If I could have been anything, I might have become a physicist or mathematician. The logic, the rules, the exploration of things you can’t see but can prove are real has always been incredibly attractive. I have books on math and physics that I read for pleasure, two of my heroes are Feynman and Erdos, and I’m certain that Isaac Newton was a genius without parallel. So I feel really bad when I convince a kid that he has eleven fingers. I’ll explain.
Working with kids as patients, I try to make them comfortable with jokes and tricks. I have different tricks that I can do like float my thumb, pull my eyebrows and lips around with invisible string, etc. One of my favorite tricks, though, is the eleven-fingers trick. Here’s how you do it.
“How many fingers do you have?”
“Are you sure?”
“?” They then count their fingers to make sure. “Yes! Ten!”
“I bet you have eleven.”
“Watch, I’ll show you.”
You then count their fingers in a special way. Instead of one-two-three, you add an “eight” after each number. Read this sequence ALOUD and see if you catch it.
“One eight two eight three eight four eight five eight six eight seven eight nine eight ten eight eleven eight. See? You have eleven fingers!”
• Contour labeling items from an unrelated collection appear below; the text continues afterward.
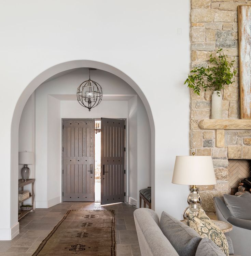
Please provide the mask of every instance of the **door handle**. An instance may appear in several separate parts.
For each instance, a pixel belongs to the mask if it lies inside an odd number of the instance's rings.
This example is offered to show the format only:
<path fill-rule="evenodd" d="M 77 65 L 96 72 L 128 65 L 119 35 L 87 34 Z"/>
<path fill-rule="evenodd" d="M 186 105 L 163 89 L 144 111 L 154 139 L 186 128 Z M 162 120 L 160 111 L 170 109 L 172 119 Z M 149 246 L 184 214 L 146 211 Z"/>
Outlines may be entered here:
<path fill-rule="evenodd" d="M 104 164 L 103 165 L 103 175 L 104 175 L 105 172 L 109 172 L 104 171 Z"/>
<path fill-rule="evenodd" d="M 93 173 L 93 164 L 92 163 L 90 164 L 90 170 L 88 171 L 90 172 L 90 173 L 92 174 Z"/>

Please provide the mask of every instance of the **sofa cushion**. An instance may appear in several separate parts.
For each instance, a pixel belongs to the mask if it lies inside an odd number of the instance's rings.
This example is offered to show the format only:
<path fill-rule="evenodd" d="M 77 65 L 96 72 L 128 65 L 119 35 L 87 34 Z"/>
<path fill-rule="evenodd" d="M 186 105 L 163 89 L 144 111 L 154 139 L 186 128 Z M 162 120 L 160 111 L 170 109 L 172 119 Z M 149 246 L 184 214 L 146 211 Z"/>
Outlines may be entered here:
<path fill-rule="evenodd" d="M 158 217 L 151 209 L 139 208 L 134 212 L 141 254 L 148 256 L 179 256 L 161 232 Z"/>
<path fill-rule="evenodd" d="M 206 255 L 210 256 L 225 256 L 219 247 L 209 238 L 203 238 L 200 242 L 196 251 L 195 256 Z"/>
<path fill-rule="evenodd" d="M 146 199 L 149 201 L 149 203 L 151 203 L 152 201 L 152 191 L 151 187 L 143 188 L 143 189 L 139 191 L 139 193 L 144 196 Z"/>
<path fill-rule="evenodd" d="M 205 213 L 200 212 L 199 218 L 191 214 L 189 216 L 187 225 L 193 229 L 203 237 L 211 239 L 224 255 L 229 255 L 228 244 L 223 232 Z"/>
<path fill-rule="evenodd" d="M 251 220 L 251 194 L 246 192 L 240 196 L 225 194 L 224 200 L 231 214 L 236 218 Z"/>
<path fill-rule="evenodd" d="M 162 231 L 181 256 L 195 256 L 202 238 L 193 229 L 164 211 L 161 215 Z"/>

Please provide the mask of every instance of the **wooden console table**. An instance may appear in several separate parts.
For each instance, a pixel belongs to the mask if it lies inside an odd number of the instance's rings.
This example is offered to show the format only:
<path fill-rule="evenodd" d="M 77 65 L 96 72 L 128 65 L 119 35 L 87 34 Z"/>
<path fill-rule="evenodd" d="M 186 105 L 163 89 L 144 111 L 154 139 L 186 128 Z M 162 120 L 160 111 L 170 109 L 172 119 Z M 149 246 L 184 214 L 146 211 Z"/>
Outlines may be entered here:
<path fill-rule="evenodd" d="M 29 179 L 28 180 L 26 180 L 25 181 L 22 179 L 18 180 L 18 190 L 19 188 L 21 187 L 21 190 L 22 191 L 24 190 L 24 186 L 26 186 L 26 185 L 28 185 L 28 184 L 31 184 L 31 195 L 28 198 L 27 198 L 24 200 L 22 200 L 22 201 L 18 200 L 18 214 L 20 213 L 21 214 L 18 217 L 18 220 L 22 219 L 23 217 L 26 215 L 27 214 L 29 213 L 30 211 L 32 211 L 33 210 L 33 208 L 29 211 L 22 211 L 20 209 L 19 210 L 19 205 L 20 203 L 22 203 L 22 205 L 23 205 L 23 202 L 28 199 L 29 198 L 31 198 L 31 204 L 32 206 L 34 205 L 34 198 L 35 198 L 35 193 L 34 193 L 34 183 L 35 182 L 34 179 Z"/>

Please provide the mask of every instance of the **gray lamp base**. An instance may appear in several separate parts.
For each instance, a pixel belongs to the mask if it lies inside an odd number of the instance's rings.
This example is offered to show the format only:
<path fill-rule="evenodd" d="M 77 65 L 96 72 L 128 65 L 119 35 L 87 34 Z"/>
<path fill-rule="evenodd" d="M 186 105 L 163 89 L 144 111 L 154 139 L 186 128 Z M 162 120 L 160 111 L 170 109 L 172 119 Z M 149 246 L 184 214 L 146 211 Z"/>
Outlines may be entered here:
<path fill-rule="evenodd" d="M 23 180 L 26 181 L 29 179 L 30 176 L 30 168 L 28 167 L 27 164 L 24 164 L 24 167 L 21 170 L 21 175 Z"/>

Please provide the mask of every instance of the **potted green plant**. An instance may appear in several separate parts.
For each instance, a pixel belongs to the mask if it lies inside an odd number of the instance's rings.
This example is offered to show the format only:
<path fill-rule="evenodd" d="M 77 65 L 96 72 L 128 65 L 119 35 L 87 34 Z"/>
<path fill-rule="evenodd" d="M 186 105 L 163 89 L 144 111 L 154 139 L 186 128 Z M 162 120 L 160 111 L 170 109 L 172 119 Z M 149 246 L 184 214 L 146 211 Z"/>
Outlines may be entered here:
<path fill-rule="evenodd" d="M 211 104 L 211 118 L 222 119 L 222 97 L 221 90 L 226 85 L 234 82 L 234 76 L 237 72 L 234 68 L 235 60 L 227 60 L 227 55 L 224 54 L 222 49 L 217 52 L 215 57 L 210 55 L 207 68 L 195 68 L 190 71 L 184 84 L 191 88 L 194 93 L 199 95 L 201 90 L 213 91 Z M 233 70 L 232 69 L 233 68 Z M 233 70 L 233 71 L 232 71 Z"/>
Sometimes they’ll count their fingers again to make sure, sometimes they’ll just start laughing at the trick. I feel pretty bad about what happened today. A little boy from first grade had a cut above his eyebrow that opened up a fair bit. It wasn’t bothering him much anymore and he was easy to examine. We were killing time, waiting for the physician to come in and suture his brow when I started the eleven-fingers trick. He was enthusiastic about his ten fingers and appropriately baffled by his eleventh. However, when I saw that he was more bothered than entertained, I tried to explain it to him.
“Tim, I tricked you because I never said ‘eight eight.’ I skipped it. Here, I’ll show you.” I then went through the sequence again, inserting the “eight eight.”
“Ok, Tim. How many fingers do you really have?” He looked at me, then at the other students in the room, and finally at his teacher who brought him in from school. His face screwed up and with some pain he answered, “Eleven?”
He had to go back before I could fix the damage. I hope he doesn’t swear off math forever.